Doch zurück zum Anlass unseres Diskurses. Wie gehen, fragt man sich betroffen, nun eigentlich die beiden Verlage mit ihrer „Erlösung“ im Doppelpack um? Werden sie einander den Titel urheberrechtlich um die Ohren hauen, vulgo Klage erheben, auf Schadensersatz oder Einstampfen? Ach wo, sollen doch die Käufer/Leser schauen, wo sie bleiben … Wir durften nämlich erfahren, dass man sich gütlich auf einen bedauerlichen Unfall geeinigt hat und damit dem Markt die Entscheidung überlässt, von wem sich der Krimi-Leser am Ende erlösen lassen will.
Verarsch uns …
Ehrlich gesagt, von C.C. Fischer lieber nicht. Es sei denn, man möchte sich wieder einmal exemplarisch vor Augen führen lassen, nach welch immer gleicher Rezeptur derzeit gerne Thriller angerührt werden, die den guten alten, vielen aber als abgestanden eingeredeten Polizei- und Detektivroman zu ersetzen versprechen. Die Masche läuft übrigens so ab: Man greife sich ein Thema, das der Menschheit weltbewegend unter den Nägeln brennt (Lehman-Crash, Bankenkrise, Islam und Öl, Atom), lasse eine Handvoll düsterer Drahtzieher damit ihr böses Spiel treiben, unterfüttere alles mit einer ungesühnten „Schuld“ aus vergangenen Tagen, baue eine aufrecht-nette Identifikationsfigur ins krude Geschehen ein, in ein Geschehen, das natürlich von einer gigantischen Verschwörung dieser drahtziehenden Finsterlinge gelenkt wird, und dann geht es am Ende natürlich nur noch um die Weltherrschaft – was sonst? Gottlob hält in unserem Fall der Autor ja eine „Erlösung“ bereit.
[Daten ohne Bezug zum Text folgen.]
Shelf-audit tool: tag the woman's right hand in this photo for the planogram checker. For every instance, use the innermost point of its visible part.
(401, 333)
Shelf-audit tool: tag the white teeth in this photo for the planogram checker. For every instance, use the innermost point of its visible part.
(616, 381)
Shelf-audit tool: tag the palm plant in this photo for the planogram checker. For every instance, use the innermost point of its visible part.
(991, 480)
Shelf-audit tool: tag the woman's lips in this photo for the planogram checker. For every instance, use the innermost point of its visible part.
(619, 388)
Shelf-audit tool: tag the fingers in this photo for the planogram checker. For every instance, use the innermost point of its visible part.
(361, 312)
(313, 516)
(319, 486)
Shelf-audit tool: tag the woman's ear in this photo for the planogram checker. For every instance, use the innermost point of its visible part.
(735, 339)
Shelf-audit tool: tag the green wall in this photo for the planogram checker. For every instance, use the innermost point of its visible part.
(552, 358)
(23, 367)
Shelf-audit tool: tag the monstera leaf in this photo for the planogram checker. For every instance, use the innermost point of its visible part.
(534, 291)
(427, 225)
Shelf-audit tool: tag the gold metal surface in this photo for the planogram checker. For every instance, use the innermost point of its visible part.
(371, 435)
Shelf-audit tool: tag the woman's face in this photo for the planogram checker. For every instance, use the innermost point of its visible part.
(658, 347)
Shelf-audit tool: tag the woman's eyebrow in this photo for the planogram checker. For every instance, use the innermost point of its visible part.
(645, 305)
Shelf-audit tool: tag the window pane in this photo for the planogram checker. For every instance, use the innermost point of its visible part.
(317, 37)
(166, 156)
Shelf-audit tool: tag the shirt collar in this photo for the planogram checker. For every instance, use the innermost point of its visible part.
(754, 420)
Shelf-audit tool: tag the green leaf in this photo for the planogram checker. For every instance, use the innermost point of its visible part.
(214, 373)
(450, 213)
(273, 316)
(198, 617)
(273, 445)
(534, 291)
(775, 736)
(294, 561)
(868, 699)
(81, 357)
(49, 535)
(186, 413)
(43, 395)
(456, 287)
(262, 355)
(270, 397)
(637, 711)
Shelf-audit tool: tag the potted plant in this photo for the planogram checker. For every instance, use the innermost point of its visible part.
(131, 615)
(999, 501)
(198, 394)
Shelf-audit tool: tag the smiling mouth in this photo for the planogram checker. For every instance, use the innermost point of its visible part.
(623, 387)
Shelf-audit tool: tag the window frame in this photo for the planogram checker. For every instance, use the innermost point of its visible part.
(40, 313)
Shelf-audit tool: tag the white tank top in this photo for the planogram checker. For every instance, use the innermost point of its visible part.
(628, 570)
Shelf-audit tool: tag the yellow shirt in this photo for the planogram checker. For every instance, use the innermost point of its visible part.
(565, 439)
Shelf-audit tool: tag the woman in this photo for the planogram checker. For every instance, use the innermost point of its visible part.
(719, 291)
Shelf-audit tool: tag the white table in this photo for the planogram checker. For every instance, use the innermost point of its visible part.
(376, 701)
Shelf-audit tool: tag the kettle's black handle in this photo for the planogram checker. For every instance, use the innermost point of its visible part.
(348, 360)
Nichts als Meterware. Und selbst die will uns im Falle Fischer/„Erlösung“ der Verlag dann auch noch als mehr oder weniger „literarisch“ andienen. Jedenfalls zitiert Blessings Presseabteilung nicht ohne Stolz einschlägige Pressestimmen, die früheren Werken C.C. Fischers ein „literarisches Schwergewicht“ attestieren. Vor solcher (externer) Hochschätzung müssen dann dem verlagsinternen Lektorat doch ganz schön die Knie geschlottert haben. Anders scheint jedenfalls die Masse an schiefen Metaphern und verdrehten Bildern nicht erklärbar, die nicht lektoraler Fahrlässigkeit zuzuschreiben sein dürften, sondern einem nur noch kopfscheu zu nennenden Respekt vor angeblicher „Literatur“.
Ein paar Kostproben gefällig?
- „Augen, grau wie das Meer an bedeckten Tagen, wenn das Licht am Wasser abzuprallen schien.“ (Widerfährt allerdings nur grauen Augen. Blaue schaffen den Durchbruch, wie eine andere Fundstelle belegt:) „… tiefseeblaue Trauer im Blick.“
- „Bis ihr Gehirn wund war …“ (Gut, dass sie sich nicht auch noch die Füße wund gelaufen hat.)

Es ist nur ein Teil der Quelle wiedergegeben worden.